Semua klaim tersebut tidak ada bukti ilmiahnya, namun infodemi tersebut sudah tersebar dimana-mana. Sebenarnya, era post-truth ini, sudah jauh sebelumnya diramalkan kedatangannya oleh Filusuf Perancis Jean Baudrillard. Di tahun 90an, dia pernah membuat statement sangat satir bahwa siaran channel berita CNN mengenai perang teluk adalah settingan studio belaka. Semburan dusta terkait COVID-19 ini bersifat masif, berkecepatan sangat tinggi, berulang secara otomatis, sehingga hampir-hampir manusia normal tidak punya waktu menanggapinya.
Semburan infodemi ini menggunakan semua teknik komputasi yang ada di dunia maya, termasuk ‘bot generator’, ‘data mockery’, ‘ternak akun’, ‘cracking’, dan dengan belajar dari agitasi Cambridge Analytica pada pilpres Amerika Serikat tahun 2016, mengemploy prinsip rekayasa sosial untuk memframing targetnya.
Di Amerika Serikat, pendukung infodemi COVID-19 ini hampir berhasil melumpuhkan negara adidaya tersebut karena sampai detik ini, negara paman sam masih tercatat sebagai negara dengan kasus dan mortalitas COVID-19 terbanyak di dunia, salah satunya disebabkan karena kurang berjalannya prokes atas nama ‘kebebasan berserikat dan individu’. Infodemi tersebut sangat mengerikan, karena berakibat fatal ketika peristiwa ‘insurrection’ pada hari rabu, 6 Januari 2021 di Gedung Capitol, para perusuh hampir semuanya melanggar prokes. Infodemi yang membenturkan ‘kebebasan’ disatu sisi, dan prokes disisi lain memang sangat efektif untuk menciptakan chaos.
Buktinya, selain peristiwa ‘insurrection’, baru beberapa bulan yang lalu, Gubernur negara bagian Michigan Gretchen Whitmer, hampir saja diculik dan disandera oleh komplotan ‘covidiots white-supremacist’ yang kontra terhadap kebijakan ‘lockdown’ Whitmer. Untungnya plot mengerikan tersebut berhasil digagalkan Kepolisian, FBI dan Kejaksaan Agung, dan aparat juga menemukan setumpuk senjata lengkap di gudang milik konspirator tersebut. Sabotase yang lebih ringan juga terjadi baru-baru ini di Amerika Serikat, yaitu kasus pengrusakan 500 dosis vaksin COVID-19 di Wisconsin oleh seorang pendukung teori konspirasi. Namun, kabar baiknya, menangnya Joe Biden-Kamala Harris yang sangat pro-sains dan pro-kesehatan masyarakat (kesmas) sebagai presiden dan wakil presiden terpilih negara adidaya tersebut berhasil merem agitasi mereka secara signifikan.
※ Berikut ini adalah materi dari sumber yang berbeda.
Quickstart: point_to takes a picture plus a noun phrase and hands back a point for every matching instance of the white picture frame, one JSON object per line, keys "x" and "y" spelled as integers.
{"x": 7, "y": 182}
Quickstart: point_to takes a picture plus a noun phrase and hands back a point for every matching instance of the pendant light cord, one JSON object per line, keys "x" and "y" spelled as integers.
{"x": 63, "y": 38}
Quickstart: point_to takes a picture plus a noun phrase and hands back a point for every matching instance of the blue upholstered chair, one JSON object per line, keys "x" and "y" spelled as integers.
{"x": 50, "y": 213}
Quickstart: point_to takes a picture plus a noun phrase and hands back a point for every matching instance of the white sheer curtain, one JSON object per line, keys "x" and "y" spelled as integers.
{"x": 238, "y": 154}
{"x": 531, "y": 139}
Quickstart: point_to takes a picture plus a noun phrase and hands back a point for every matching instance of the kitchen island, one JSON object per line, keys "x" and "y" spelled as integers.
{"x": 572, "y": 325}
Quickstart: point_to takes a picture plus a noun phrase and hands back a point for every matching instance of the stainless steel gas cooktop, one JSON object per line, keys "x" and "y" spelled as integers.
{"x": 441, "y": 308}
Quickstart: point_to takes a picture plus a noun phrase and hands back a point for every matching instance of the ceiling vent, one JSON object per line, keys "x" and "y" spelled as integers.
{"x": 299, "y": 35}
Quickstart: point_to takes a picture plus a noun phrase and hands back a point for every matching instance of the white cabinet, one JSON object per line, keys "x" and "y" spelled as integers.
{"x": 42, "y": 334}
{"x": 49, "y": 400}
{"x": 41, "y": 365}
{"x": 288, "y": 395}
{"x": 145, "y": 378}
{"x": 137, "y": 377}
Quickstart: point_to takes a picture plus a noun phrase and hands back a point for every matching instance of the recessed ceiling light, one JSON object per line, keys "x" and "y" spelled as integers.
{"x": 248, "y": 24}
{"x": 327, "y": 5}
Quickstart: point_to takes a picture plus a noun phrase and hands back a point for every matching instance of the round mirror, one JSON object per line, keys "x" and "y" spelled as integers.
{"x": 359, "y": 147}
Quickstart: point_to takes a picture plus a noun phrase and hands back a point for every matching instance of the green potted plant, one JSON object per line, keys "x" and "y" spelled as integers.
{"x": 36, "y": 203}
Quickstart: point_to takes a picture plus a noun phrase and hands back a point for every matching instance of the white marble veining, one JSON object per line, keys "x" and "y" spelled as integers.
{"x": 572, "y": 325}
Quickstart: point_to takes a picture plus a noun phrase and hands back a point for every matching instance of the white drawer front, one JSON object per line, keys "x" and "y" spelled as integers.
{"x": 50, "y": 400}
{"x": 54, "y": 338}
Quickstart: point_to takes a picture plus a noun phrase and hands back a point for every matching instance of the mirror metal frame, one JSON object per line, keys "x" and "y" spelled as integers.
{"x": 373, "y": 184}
Jauh sekali sebelum plot penculikan Gubernur Whitmer digagas oleh geng covidiots tersebut, dan peristiwa ‘insurrection’, Direktur Jenderal WHO, Dr Tedros pada bulan Februari 2020, sudah sangat mengkhawatirkan dari awal bahwa wabah COVID-19 yang sebelumnya diumumkan WHO sebagai ‘International Public Health Concern’ akan disertai dengan infodemi masif (Catatan: WHO baru mengumumkan bahwa COVID-19 berstatus pandemi pada Maret 2020).